The Tories had 14 years to fix things and in reality, by every standard, they got far more dire. Their ideological austerity and trickle-down economics – tax cuts for the wealthy, cutting off investment (causing us with low productivity and wages), and neglecting to support young people post-Covid – proved ineffective.
Record of Decline Under the Previous Government
Living standards fell by the largest margin since records began, child poverty reached record levels, NHS waiting lists in England were the highest they’ve ever been, wages were stagnant, a housing crisis took hold, young people scarred by Covid were abandoned. The history of failure goes on.
A single budget alone can’t fix everything, so Labour has a comprehensive plan for rebuilding and for restructuring the country. And we have to go out and continue making the case for why our strategy will yield benefits.
Welfare Spending and Child Poverty
During the Tories, welfare spending rose substantially. As did child poverty, because they didn’t address the root causes: low pay, high housing costs, deep inequalities in education, health and regions. The state ends up paying more to manage the effects instead of the cure.
That’s why we are constructing more affordable homes than for a generation, raising wages and new rights for workers, greatly increasing investment in infrastructure and new industries, getting waiting lists down and lowering the costs of childcare and energy as we drive for clean power.
Ending the Two-Child Limit
It’s also why we are absolutely right to use this budget to remove the two-child benefit cap.
For eight long years, since it was introduced, low-income families with children have suffered from a unjust social experiment that was marketed as fair for working people when it was anything but. Most of the families impacted by it have a parent in work.
It has only served to push 300,000 more children into poverty – which, in the end, costs us more, as well as being callous and immoral.
Tangible Effects in Local Areas
From experience from my own constituency – where over 5,000 children will be lifted out of poverty as a result of abolishing the cap – the real impact it’s had. Children wearing £1 wellies as school shoes, children going to bed hungry and cold, living in overcrowded, mouldy homes, parents during the holidays relying on food banks for a modest meal or small gift for their kids.
I also see the impact on schools, teachers, social workers, doctors and charities who are already stretched but have to divert time and resources to supporting children who are living with the results of deep poverty.
Lasting Consequences of Child Poverty
Just a quarter of pupils from the most disadvantaged families achieve five good GCSEs, compared with nearly three in four among wealthier families.
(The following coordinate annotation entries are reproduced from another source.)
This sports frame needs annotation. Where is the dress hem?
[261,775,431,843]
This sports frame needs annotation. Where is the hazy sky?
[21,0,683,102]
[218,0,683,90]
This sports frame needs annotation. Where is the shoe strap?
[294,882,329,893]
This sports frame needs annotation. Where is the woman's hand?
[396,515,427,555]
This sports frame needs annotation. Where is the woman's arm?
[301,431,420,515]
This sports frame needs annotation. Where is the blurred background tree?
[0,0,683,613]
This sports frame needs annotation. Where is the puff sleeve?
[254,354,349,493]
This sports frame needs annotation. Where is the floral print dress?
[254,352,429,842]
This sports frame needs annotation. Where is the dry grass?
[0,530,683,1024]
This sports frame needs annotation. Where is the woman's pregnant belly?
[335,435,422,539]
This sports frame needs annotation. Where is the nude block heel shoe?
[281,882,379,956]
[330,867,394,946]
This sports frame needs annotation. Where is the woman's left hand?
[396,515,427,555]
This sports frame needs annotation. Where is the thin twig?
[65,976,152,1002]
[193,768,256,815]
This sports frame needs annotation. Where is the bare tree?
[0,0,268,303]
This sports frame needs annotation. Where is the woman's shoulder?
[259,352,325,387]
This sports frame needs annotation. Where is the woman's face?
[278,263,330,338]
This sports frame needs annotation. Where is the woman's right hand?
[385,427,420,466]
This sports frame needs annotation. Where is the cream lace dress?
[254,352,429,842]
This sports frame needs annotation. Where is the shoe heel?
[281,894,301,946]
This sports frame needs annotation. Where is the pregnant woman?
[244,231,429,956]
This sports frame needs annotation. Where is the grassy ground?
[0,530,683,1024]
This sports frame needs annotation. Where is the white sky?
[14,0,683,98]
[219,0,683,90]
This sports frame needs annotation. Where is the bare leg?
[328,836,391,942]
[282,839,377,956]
This sets them up for the challenges they face during their lives: unrealized potential, financial struggles and poor health. Children who grew up in poverty are more likely to be jobless or poor as adults.
Confronting child poverty isn’t just a ethical duty, it is a future-oriented strategy. Poverty costs the economy far, far more than the £3bn cost of removing the two-child cap, or extending free school meals.
That’s why we acted urgently in the budget, despite the challenging economic context. Every day with this cap in place sees over a hundred extra children pushed into poverty. The effects of lifting it will not occur overnight either, so taking early action in the parliament was crucial.
The cap was a symbol to 14 years of unsuccessful rightwing ideology. Now it is gone.
Fair Financing for Policies
We, as Labour, can also be explicit that these initiatives are being funded in a fair way – from a new gaming tax, closing tax loopholes and a new “mansion tax”.
Final Thoughts
Equity and purpose – that’s how we will succeed in the battle of ideas. This budget is a definitive statement that we gained the election as Labour, and will lead as Labour. As I consistently said during my campaign to become deputy leader, we must seize back the political platform and set the agenda more strongly about what’s really wrong with the country and how we are repairing it. We’ve definitely done that this week.
So let’s keep hold of it and win this struggle about how we will renew Britain and tackle the entrenched inequalities impeding progress.